We discovered that the note in the manual about how the device can't always do the right thing when faced with non-planar graphs (ok, they don't actually say 'non-planar graphs' in the user manual) can become incredibly crippling in a real-world scenario. While looking for one winery, the GPS was telling us to make a right where no right existed. We took the left instead, and discovered that the road looped around under the freeway, and that once we cleared the underpass and recalculated the device "got it right" again. <geek-aside>Being unable to bound the possible transitions between two intersecting roads seems like a problem with the way they're representing the map graph internally, but I'm just guessing...</geek-aside>
Anyway, in a few months one of the Magellan Road Mate models goes on sale at Costco. We played with the demo unit for a few minutes last night, and it looks like a much better fit for Dawnise. It isn't weatherized, which rules out the motorcycle handlebar mount, but if we really wanna take it with us, we'll toss it in a ziplock and keep in in a tank-bag.

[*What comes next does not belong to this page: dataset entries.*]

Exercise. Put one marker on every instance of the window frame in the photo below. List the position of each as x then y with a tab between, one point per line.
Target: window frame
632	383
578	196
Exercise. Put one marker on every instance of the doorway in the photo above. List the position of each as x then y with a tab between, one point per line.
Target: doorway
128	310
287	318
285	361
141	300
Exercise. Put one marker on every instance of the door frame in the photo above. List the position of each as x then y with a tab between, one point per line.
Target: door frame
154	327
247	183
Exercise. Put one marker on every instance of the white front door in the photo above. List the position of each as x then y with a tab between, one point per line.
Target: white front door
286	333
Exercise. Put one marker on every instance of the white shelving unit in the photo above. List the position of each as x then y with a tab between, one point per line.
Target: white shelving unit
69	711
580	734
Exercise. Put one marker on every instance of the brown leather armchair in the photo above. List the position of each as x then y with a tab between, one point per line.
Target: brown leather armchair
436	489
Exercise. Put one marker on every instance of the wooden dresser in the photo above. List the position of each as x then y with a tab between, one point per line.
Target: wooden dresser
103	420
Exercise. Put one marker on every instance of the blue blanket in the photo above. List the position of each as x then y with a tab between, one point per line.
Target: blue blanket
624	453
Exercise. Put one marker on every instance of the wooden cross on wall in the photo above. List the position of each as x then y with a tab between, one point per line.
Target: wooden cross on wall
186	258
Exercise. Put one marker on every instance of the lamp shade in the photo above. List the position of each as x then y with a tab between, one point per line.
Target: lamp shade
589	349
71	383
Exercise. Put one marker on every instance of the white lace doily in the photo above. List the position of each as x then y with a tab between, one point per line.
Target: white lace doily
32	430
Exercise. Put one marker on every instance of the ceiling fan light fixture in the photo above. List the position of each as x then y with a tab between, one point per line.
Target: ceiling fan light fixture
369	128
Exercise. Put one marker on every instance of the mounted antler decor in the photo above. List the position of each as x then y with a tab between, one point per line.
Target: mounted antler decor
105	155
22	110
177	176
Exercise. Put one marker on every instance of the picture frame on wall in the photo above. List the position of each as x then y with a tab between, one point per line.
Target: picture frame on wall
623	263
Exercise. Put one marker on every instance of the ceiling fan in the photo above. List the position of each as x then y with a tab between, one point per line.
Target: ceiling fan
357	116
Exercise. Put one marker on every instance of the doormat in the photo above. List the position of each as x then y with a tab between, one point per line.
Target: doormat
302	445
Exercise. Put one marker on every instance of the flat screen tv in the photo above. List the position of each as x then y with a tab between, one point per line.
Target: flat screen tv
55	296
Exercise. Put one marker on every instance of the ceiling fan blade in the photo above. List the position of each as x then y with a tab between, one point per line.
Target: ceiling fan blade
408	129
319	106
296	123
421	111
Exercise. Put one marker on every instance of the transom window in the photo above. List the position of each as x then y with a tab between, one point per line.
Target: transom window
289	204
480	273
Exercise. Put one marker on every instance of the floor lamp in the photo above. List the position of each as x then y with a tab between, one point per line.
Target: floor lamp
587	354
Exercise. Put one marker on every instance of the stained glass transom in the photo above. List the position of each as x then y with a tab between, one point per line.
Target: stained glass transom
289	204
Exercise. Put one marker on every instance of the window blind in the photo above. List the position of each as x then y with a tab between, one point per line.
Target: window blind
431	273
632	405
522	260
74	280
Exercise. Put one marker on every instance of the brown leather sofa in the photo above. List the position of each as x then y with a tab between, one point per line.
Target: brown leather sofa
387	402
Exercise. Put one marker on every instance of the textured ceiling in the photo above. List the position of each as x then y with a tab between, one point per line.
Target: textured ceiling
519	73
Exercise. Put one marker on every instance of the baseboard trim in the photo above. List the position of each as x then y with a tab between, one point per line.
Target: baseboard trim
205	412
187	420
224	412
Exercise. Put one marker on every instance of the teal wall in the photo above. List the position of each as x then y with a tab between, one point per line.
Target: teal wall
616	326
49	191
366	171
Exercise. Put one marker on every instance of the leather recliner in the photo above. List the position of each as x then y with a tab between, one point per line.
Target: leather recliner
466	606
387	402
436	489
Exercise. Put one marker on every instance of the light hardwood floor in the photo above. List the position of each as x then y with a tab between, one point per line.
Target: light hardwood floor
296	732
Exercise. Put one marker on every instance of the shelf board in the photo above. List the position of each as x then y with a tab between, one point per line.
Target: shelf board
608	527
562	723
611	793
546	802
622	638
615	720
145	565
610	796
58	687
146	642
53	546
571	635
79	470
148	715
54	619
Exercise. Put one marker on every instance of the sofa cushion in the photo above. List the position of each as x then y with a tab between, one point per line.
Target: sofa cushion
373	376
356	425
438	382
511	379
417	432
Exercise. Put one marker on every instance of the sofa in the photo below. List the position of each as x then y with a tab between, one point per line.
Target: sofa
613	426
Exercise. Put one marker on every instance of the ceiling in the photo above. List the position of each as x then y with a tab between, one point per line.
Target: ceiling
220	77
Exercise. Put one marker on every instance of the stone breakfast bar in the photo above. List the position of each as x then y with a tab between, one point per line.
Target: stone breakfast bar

In the mean time, I've got $90 worth of mapping software and windshield mount that I can't do much (anything) with. I'll probably see if I can sell 'em on ebay.
Posted by dberger at February 14, 2006 7:50 AM
Comments
You really should get that photo taken. There's a new life-form up here that would like to meet you. :)
Posted by: Scott Snyder
at February 14, 2006 8:48 AM
Any idea how much internal memory the Road Mate has (or if it has support for removable media like the SD card)? I've really been pretty happy with the accuracy, missed turn recalc, map download speed, etc. on my Garmin 60C - the only feature it doesn't have that I really wish for is the swappable media and even that hasn't been a huge problem. I was able to store enough data on the internal 56M memory to map our way all the way up from LA to Santa Cruz, and the LA metro area is pretty dense (lots of POI indexes taking up space). I've been swapping it (and a set of rechargable AAs) back and forth between the van and the bike.